Republicans marry earlier than Democrats. Total fertility rates among Republicans are markedly higher than they are among Democrats, as is expected fertility. Ditto for marriage rates. Gaps among the young are even more pronounced. Around 75% of liberal women under 35 were childless in 2024, compared with around 40% of conservative women, according to research based the General Social Survey. In 2010, the difference was only 5%.
Democratic moms balance work and family differently than Republican moms. Nearly three-fourths of self-identified liberal women with young children work full-time, compared to only about a third of conservative women. Only 16% of liberal women with young children stay at home and just 10% have side-hustles. In contrast, 36% of conservative women with young children stay home and 20% work part-time.
These actions reveal preferences. Almost half of self-identified liberal women (46%) would rather work full-time even when young kids are young, while only about half as many similarly-situated conservative women (28%) prefer full-time work.
Republican women attend church more frequently and profess belief in God at higher rates than Democratic women, especially among those born after 1980.
Liberal women are lonelier and less happy than conservative women. Married liberal women are unhappier than conservative married women too. Self-identified liberal women take antidepressants at much higher rates, claim to have mental health conditions at much higher rates, are politically active in much higher rates, and jettison friendships over politics at much higher rates than conservative women.
Democratic women are more likely to pursue independence and self-actualization, while most Republican women see the self and their family as more interconnected. Republican women are, according to one academic study, even more attractive than Democrat women.
These differences affect electoral politics. Single women are now a reliable voting bloc for Democrats, while married women have moved modestly but consistently toward Republicans. In the most recent election, more than two-thirds of single women voted against Donald Trump, while Trump carried roughly 60% of married men, the majority of married women, and nearly half of single men. These numbers have been pretty consistent since 2012.
The cohort of single women on the left stands apart as the most ideologically extreme segment of the electorate, holding far-left views on a host of social issues, including immigration, DEI policies, affirmative action, abortion, global warming, and gender ideology. Republican women (both single and married), by contrast, are more mainstream, though not monolithically so.
The vast majority of Republicans do not believe in preferential hiring and promotions for women (70% of Republican men and 53% of Republican women), while only 32% of Democratic men and 20% of Democratic women think companies should not engaged in such practices.
Democrats are more likely to run women for office; Republicans politically platform fewer women. Sixteen of 47 Democratic senators are women (34%), while 10 of 53 Republican Senators are women (19%).
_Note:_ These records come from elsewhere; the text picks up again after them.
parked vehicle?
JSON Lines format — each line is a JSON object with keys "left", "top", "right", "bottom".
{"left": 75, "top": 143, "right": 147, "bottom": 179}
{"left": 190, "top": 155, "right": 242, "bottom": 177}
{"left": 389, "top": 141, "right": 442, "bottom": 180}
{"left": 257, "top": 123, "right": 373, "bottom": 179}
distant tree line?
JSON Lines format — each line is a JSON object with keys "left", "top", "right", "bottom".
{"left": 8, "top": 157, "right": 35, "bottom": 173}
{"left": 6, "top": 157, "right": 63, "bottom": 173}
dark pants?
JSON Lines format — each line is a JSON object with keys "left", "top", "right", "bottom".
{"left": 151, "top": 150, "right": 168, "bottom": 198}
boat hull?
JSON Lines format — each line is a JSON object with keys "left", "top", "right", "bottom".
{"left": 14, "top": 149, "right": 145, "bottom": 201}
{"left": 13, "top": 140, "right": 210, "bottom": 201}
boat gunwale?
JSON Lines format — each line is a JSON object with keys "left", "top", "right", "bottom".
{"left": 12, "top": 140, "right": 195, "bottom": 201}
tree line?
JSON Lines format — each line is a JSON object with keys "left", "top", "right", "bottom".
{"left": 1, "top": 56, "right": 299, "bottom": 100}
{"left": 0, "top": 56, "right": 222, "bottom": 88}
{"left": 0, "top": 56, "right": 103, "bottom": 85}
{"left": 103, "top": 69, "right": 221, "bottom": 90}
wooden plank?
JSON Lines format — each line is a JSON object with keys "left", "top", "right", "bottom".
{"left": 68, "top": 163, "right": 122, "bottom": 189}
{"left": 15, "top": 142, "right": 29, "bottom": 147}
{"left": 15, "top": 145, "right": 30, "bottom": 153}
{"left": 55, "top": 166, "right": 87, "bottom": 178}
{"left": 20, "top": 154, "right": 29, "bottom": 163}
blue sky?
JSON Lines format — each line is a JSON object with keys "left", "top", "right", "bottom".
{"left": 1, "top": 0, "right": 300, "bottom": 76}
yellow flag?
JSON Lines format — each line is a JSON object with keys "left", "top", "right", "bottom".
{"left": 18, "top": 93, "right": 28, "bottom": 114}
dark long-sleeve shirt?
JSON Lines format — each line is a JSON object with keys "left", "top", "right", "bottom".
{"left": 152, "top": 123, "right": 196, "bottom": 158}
Ninety-four of the 215 Democratic House members are women (44%), while only 31 of the 220 Republicans are (14%).
Similar gaps exist at the state level, according to my calculations. America currently has 7,386 state legislators. 4,981 are men and 2,405 are women. 868 Republican legislators are women (21%), while Democrats are closely divided with 1,602 women (49.5%) and 1,631 men.
Political changes reflect different expectations from marriage and marital roles. Republican women worry about the feminization of men and are more likely to hope their husbands serve as loving providers, while Democrat women prefer allies and mere friendship in marriage.
According to a Manhattan Institute survey, two-thirds of Republicans think society is “too feminine” and hope for more masculine thinking (78% of Republican men and 58% of Republican women), while only one-third of all Democrats share the same view. Almost 40% of conservative women favor a return to “traditional gender roles,” while fewer than 5% of liberal women do. In 2024, 68% of Democrats thought “men have it easier in the US today,” up from 49 % in 2017, while only 32% of Republicans in 2024 agreed.
The Democratic and Republican sexual ecosystems are not entirely distinct, of course. Some Democrats still marry young, have children early, and stay at home. Likewise, some Republican women desire to pursue full-time work like their Democrat sisters but still vote Republican.
For decades, however, the overall direction had seemed clear: Republican women drifted more slowly toward the Democrat vision of womanhood. Now increasingly Republican women, especially younger women, have either stayed put or moved in a somewhat more traditional direction while Democrat women are becoming significantly more liberal in actions and in thought.
Precisely what this growing divide means for politics and, indeed, American culture should occupy scholars, political parties, and all concerned citizens. It will affect political tactics, public policy and public rhetoric.